極上御曹司と最愛花嫁の幸せな結婚~余命0年の君を、生涯愛し抜く~
俺だって悲しい。星奈はもちろん、伯父ともお別れになる。

自分の悲しみを背負うのにいっぱいいっぱいで、星奈の心に寄り添ってやる余裕がなかった。

俺が外の世界に旅立つことは、学校にも行けず病室の中でしか生きられない彼女にとって、見捨てられたのも同然だったのだろうと、今なら理解できる。

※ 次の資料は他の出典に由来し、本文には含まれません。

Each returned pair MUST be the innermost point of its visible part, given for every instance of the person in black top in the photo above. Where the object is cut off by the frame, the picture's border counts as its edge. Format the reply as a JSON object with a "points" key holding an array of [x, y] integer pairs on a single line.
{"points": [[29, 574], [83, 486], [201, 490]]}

結局、俺は実父に引き取られ、都心にある立派な屋敷に引っ越してきた。

家には使用人がたくさんいて、家事をすべてやってくれる。俺は勉強だけしていればよかった。

俺を『家庭的』と褒めてくれる人はもういない。

通学には車の送り迎えがつき、放課後は家に家庭教師が来て勉強を叩き込んでくれる。転入当時、普通だった成績は、学期末テストが終わる頃にはトップになっていた。

俺は実父のあとを継ぎ経営者になるそうだ。

『伯父のような研究者になりたい』とは言えなかった。



春休み。これまで世話になった伯父に挨拶をしてくると使用人に告げ、家を出た。

車で送ります、ひとりでは行かないでくださいとうるさく言われたが、心配ならGPSを確認してくれと開き直り、問答無用で家を出た。